Section 502 of the Federal Food, Drug and Cosmetic Act provides, in pertinent part, that:
[a] drug or device shall be deemed to be misbranded — (a) if its labeling is false or misleading in any particular.
21 U.S.C. §(s) 352(a). "Misleading," as used in Section(s) 502, is defined as follows:
(n) If an article is alleged to be misbranded because the labeling is misleading, then in determining whether the labeling is misleading there shall be taken into account (among other things) not only representations made or suggested by statement, word, design, device, or any combination thereof, but also the extent to which the labeling fails to reveal facts material in the light of such representations or material with respect to consequences which may result from the use of the article to which the labeling related under the conditions of use prescribed in the labeling thereof or under such conditions of use as are customary or usual.
21 U.S.C. §(s) 321(n). The FDA itself construes these provisions to mean that if consumers of oral contraceptives are not "fully informed of the benefits and risks involved in [the] use" of oral contraceptives, then the "oral contraceptive drug product . . . is misbranded under section 502 of the Federal Food, Drug, and Cosmetic Act." 21 C.F.R. 310.501(a).
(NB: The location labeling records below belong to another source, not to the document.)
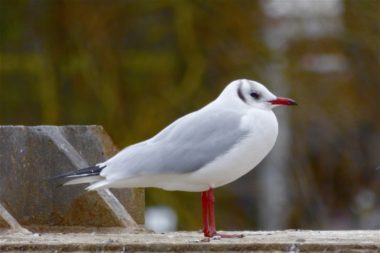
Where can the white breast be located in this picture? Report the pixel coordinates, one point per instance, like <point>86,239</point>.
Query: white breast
<point>242,158</point>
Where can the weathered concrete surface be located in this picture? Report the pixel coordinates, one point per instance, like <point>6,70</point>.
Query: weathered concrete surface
<point>268,241</point>
<point>29,156</point>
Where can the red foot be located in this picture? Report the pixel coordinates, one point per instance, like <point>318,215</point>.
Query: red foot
<point>221,235</point>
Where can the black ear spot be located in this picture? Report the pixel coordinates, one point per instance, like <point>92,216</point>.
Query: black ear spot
<point>255,95</point>
<point>240,94</point>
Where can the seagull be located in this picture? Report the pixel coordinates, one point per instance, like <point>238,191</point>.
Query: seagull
<point>198,152</point>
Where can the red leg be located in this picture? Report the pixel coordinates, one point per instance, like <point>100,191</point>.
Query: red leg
<point>209,227</point>
<point>205,213</point>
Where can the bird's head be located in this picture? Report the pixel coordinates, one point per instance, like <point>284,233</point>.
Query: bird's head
<point>256,95</point>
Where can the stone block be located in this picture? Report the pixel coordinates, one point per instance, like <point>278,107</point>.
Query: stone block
<point>29,156</point>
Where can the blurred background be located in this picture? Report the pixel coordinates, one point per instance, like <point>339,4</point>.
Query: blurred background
<point>136,66</point>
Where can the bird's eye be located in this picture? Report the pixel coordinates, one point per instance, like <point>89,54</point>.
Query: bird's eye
<point>255,95</point>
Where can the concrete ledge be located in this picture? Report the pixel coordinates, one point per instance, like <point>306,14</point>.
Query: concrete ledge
<point>29,156</point>
<point>261,241</point>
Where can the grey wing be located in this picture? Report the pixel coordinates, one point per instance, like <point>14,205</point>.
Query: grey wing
<point>184,146</point>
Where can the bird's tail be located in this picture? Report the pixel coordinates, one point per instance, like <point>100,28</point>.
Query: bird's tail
<point>81,176</point>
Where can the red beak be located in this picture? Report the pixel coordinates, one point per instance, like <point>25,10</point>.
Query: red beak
<point>283,101</point>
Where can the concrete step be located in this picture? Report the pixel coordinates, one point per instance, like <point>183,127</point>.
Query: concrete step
<point>261,241</point>
<point>29,156</point>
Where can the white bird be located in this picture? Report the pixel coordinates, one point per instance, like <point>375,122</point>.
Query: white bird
<point>198,152</point>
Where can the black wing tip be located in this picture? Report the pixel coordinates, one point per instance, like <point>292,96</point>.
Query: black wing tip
<point>89,171</point>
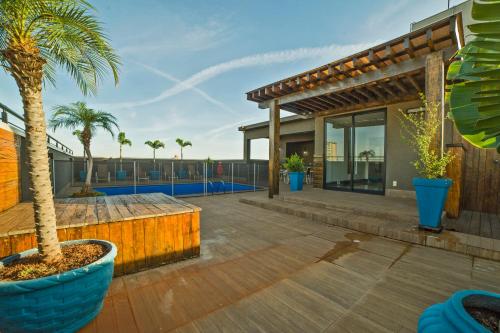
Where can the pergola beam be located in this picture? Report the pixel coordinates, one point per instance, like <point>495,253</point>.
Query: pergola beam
<point>398,69</point>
As discussed above, the FDA has rationally concluded, based on its expertise, that the inclusion of an animal carcinogen warning is not warranted in light of current scientific studies performed on humans. The pertinent animal studies in this case — showing a connection between estrogen and cancer — are not necessarily applicable to humans, particularly where the animal studies used relatively higher dosages than would normally be ingested by humans. We therefore find that the FDA did not fail to reveal facts material to the use of the drug, see 21 U.S.C. §(s) 321(n), and conclude that its labeling decision was not misleading. Consequently it was not contrary to law.
We have fully considered all other claims advanced on this appeal and find them unavailing.
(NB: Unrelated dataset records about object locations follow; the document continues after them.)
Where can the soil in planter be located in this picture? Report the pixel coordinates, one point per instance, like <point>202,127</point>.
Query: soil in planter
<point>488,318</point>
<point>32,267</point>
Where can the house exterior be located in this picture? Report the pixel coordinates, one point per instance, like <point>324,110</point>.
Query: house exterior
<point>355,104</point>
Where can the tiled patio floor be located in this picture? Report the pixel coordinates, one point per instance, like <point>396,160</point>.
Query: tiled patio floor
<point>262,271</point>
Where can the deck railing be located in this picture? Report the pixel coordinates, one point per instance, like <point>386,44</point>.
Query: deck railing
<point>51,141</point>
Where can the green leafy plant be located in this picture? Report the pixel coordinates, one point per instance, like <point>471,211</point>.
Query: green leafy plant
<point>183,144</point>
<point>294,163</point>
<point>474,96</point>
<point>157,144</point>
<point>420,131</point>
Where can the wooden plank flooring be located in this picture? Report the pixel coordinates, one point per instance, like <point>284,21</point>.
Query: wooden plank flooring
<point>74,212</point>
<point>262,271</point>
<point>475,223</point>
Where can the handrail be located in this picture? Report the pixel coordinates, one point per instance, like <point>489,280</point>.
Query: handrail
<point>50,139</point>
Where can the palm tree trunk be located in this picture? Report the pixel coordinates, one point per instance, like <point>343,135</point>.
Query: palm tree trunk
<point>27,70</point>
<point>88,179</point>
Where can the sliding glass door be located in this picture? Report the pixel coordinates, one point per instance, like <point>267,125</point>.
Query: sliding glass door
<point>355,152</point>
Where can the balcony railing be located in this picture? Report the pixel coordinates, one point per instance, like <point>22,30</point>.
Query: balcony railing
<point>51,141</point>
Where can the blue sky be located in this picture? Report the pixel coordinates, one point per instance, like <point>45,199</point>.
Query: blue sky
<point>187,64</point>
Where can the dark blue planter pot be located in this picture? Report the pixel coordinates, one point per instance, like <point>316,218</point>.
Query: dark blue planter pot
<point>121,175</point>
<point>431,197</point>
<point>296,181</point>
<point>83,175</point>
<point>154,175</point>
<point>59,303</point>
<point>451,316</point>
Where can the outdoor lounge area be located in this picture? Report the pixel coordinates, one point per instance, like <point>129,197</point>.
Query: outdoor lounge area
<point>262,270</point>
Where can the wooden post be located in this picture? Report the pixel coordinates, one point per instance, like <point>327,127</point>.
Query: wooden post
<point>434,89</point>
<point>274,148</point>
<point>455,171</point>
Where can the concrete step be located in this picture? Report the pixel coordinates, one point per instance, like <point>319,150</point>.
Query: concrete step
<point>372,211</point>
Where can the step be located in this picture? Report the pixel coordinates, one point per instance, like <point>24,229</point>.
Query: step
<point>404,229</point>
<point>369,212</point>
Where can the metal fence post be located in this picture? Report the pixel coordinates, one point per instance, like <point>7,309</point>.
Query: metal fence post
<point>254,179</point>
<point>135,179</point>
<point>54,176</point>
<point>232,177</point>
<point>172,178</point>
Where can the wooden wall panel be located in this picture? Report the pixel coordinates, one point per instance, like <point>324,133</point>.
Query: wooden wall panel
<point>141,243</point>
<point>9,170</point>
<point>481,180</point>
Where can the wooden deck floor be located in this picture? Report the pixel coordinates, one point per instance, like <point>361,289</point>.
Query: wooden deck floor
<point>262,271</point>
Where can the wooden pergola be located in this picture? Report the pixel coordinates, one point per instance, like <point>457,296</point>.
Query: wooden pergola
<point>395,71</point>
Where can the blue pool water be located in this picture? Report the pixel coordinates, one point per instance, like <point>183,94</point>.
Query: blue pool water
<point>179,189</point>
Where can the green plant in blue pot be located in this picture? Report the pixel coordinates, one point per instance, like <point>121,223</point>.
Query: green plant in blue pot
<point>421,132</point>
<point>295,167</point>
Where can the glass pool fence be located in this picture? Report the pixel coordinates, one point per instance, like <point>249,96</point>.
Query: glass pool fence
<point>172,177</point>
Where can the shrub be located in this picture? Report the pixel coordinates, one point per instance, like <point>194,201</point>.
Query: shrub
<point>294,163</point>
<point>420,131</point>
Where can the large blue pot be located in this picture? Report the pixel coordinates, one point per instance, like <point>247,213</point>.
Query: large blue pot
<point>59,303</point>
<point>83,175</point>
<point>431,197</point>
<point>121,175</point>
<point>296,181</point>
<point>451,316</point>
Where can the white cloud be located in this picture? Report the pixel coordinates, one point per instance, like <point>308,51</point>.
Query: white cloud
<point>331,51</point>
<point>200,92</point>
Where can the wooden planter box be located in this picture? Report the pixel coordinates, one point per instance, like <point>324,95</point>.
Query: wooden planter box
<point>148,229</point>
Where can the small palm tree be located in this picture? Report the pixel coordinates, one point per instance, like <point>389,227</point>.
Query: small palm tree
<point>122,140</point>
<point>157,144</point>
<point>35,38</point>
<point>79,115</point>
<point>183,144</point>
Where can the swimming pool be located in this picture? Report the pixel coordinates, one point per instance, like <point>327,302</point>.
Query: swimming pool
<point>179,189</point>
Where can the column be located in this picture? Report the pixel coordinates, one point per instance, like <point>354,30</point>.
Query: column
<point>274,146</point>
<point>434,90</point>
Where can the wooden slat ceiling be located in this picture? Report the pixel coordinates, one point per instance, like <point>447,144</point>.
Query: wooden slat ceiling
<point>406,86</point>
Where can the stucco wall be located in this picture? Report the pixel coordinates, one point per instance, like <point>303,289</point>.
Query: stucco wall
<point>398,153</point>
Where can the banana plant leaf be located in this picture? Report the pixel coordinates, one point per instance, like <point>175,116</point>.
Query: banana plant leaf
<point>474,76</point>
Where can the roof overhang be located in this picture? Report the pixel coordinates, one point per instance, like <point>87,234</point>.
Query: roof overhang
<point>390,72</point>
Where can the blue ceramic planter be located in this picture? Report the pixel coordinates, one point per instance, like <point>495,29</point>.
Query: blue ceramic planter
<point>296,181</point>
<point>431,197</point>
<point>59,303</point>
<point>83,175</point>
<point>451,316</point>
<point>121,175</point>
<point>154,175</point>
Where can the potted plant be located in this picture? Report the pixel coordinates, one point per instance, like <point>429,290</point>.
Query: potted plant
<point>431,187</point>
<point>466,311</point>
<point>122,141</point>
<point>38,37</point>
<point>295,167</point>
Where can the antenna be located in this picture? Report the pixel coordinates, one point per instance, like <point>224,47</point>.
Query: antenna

Henley has presented sound and cogent arguments for the inclusion of cautionary information, and we might not have chosen the FDA's course had it been ours to chart. But that is hardly the point. Where, as here, an agency's determination cannot be characterized as arbitrary, capricious, an abuse of discretion, or contrary to law, the APA precludes us from substituting our judgment for that of the agency. See Citizens to Preserve Overton Park, 401 U.S. at 416; Baltimore Gas Elec., 461 U.S. at 103. Accordingly, the decision of the district court is AFFIRMED.